Jambi, MI – Gelombang penolakan terhadap rencana pembangunan Terminal Untuk Kepentingan Sendiri (TUKS) atau stockpile batubara milik PT. Sinar Anugrah Sentosa (PT. SAS) di wilayah padat penduduk semakin meluas. Pada Sabtu (2/8/2025), masyarakat dari Aur Kenali, Mendalo Darat, Mendalo Laut, Penyengat Rendah, serta beberapa desa sekitarnya menggelar konferensi pers bersama WALHI Jambi di Posko Perlawanan Rakyat. Agenda tersebut menjadi momen penting lahirnya konsolidasi akar rumput sebagai bentuk penolakan tegas terhadap aktivitas industri yang dinilai mengancam ruang hidup dan keselamatan warga.
Tidak berhenti pada pernyataan sikap, warga terdampak juga secara resmi membentuk organisasi perjuangan rakyat bernama Barisan Perjuangan Rakyat (BPR). Lembaga ini menjadi simbol keberanian masyarakat sipil dalam menghadapi tekanan korporasi dan minimnya perlindungan dari negara terhadap hak-hak dasar warga, terutama hak atas lingkungan yang sehat dan aman.
Direktur WALHI Jambi, Oscar Anugrah, menilai bahwa proyek stockpile PT. SAS adalah cerminan nyata dari praktik perampasan ruang hidup yang telah lama menjadi pola konflik agraria dan lingkungan di berbagai daerah di Indonesia. Menurutnya, pembangunan yang dilakukan terlalu dekat dengan permukiman dan sumber air bersih masyarakat merupakan bentuk kelalaian serius dalam tata kelola lingkungan.
“Pembangunan yang mengorbankan keselamatan rakyat dan keberlanjutan lingkungan bukanlah pembangunan, tapi bentuk kejahatan ekologis. Negara punya tanggung jawab konstitusional untuk melindungi warganya, bukan justru memfasilitasi kepentingan modal,” tegas Oscar.
Ia menyoroti lokasi stockpile yang hanya berjarak sangat dekat dari Intake PDAM Aurduri—fasilitas vital yang menyuplai air bersih bagi lebih dari 20.000 rumah tangga di Kota Jambi. Jika aktivitas tambang dan pengolahan batubara di kawasan ini tetap dilanjutkan, risiko pencemaran air akan sangat tinggi dan berpotensi menimbulkan krisis air bersih yang berdampak luas secara sosial dan kesehatan masyarakat.
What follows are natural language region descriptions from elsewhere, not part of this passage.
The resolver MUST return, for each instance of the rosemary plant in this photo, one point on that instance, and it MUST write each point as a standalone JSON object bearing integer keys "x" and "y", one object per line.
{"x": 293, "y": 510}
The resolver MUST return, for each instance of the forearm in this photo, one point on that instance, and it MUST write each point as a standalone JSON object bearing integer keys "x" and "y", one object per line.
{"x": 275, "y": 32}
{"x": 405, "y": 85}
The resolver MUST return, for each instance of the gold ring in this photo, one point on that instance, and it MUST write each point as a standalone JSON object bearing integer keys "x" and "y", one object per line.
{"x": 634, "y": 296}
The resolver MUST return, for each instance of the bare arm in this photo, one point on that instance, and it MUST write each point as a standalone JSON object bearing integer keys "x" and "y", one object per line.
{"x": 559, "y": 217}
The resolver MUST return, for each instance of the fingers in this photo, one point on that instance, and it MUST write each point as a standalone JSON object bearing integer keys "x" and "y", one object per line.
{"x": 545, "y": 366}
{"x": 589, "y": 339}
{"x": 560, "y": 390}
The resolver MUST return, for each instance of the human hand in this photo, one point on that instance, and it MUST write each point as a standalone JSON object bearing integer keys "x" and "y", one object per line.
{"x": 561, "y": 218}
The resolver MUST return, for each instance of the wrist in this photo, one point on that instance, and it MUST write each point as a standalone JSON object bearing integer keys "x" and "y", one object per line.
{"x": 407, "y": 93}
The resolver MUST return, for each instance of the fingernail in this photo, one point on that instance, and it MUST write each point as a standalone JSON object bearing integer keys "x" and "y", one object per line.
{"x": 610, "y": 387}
Lebih lanjut, Oscar menyebut kelahiran BPR sebagai kekuatan strategis rakyat yang selama ini terpinggirkan dalam proses pengambilan keputusan. Ia juga menyesalkan kurangnya keterlibatan publik dalam proses perizinan proyek tersebut, yang seharusnya mematuhi prinsip transparansi dan partisipasi sebagaimana diatur dalam Undang-Undang Nomor 32 Tahun 2009 tentang Perlindungan dan Pengelolaan Lingkungan Hidup.
Ketua BPR, Rahmat Supriadi, dalam pernyataannya menyampaikan bahwa rakyat tidak pernah menolak pembangunan atau investasi, selama dilakukan dengan memperhatikan aspek keselamatan dan keberlanjutan lingkungan. Namun, ia menolak tegas investasi yang justru membawa bencana ekologis.
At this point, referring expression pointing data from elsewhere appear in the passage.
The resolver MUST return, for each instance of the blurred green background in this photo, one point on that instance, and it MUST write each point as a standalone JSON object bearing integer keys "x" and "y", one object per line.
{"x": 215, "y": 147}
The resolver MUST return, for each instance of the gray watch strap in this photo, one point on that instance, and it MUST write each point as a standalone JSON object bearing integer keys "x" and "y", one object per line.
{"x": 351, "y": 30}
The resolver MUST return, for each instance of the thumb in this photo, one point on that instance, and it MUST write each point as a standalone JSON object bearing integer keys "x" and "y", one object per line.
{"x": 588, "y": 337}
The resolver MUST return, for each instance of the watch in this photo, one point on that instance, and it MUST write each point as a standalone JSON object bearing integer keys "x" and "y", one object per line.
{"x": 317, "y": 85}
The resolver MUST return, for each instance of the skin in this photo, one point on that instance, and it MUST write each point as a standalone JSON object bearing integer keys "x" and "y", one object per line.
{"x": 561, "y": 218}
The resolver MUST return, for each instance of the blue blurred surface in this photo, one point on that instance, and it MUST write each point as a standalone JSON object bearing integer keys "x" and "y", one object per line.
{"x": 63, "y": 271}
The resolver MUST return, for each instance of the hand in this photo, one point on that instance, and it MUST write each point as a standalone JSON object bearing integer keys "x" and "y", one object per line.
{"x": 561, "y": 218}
“Rakyat adalah pemilik konstitusi. Kami bukan anti-investasi. Tapi kami menolak investasi yang membawa maut. Kami menolak pembangunan stockpile yang hanya akan menghadirkan penderitaan bagi ribuan keluarga yang hidup di wilayah ini,” tegas Rahmat.
Menurutnya, pemerintah daerah mulai dari tingkat kota hingga provinsi, bahkan pusat, harus kembali ke prinsip dasar konstitusi: melindungi rakyat, bukan membiarkan mereka jadi korban dari keputusan politik yang berpihak pada pemodal besar.
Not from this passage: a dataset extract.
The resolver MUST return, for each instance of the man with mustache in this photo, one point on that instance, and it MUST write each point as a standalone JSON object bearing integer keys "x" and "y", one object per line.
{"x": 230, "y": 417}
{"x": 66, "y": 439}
Sikap serupa juga disampaikan oleh perwakilan pemuda dari Aur Kenali dan sekitarnya. Aldian, salah satu tokoh muda lokal, mengingatkan bahwa proyek seluas 70 hektare tersebut akan menjadi titik awal kerusakan lingkungan berskala besar. Ia menyebut bahwa dampaknya bukan hanya bersifat jangka pendek, tetapi akan dirasakan dalam jangka panjang oleh generasi mendatang.
“Ini soal masa depan keluarga kami. Soal anak-anak kami yang akan menghirup udara tercemar dan minum air yang tidak lagi layak. Ini soal ibu-ibu dan bapak-bapak kami yang kesehatannya akan terancam karena debu batubara dan limbah. Kami tolak dengan tegas!” serunya lantang.
Dalam konferensi pers tersebut, Barisan Perjuangan Rakyat bersama WALHI Jambi menyampaikan empat tuntutan utama:
1. Mendesak Pemerintah Pusat dan Pemerintah Provinsi Jambi untuk mencabut seluruh perizinan pembangunan stockpile PT. SAS yang berada di wilayah hunian warga.
2. Menuntut Pemerintah Kota Jambi dan Kabupaten Muaro Jambi untuk menjalankan fungsi perlindungan terhadap kesehatan masyarakat dan lingkungan hidup dari dampak buruk pembangunan.
3. Meminta agar setiap proses perizinan yang menyangkut proyek-proyek berdampak lingkungan wajib dibuka secara transparan dan melibatkan partisipasi aktif warga.
4. Menolak secara tegas pembangunan stockpile PT. SAS di kawasan permukiman karena membahayakan kualitas hidup, keselamatan warga, dan keberlanjutan ekosistem lokal.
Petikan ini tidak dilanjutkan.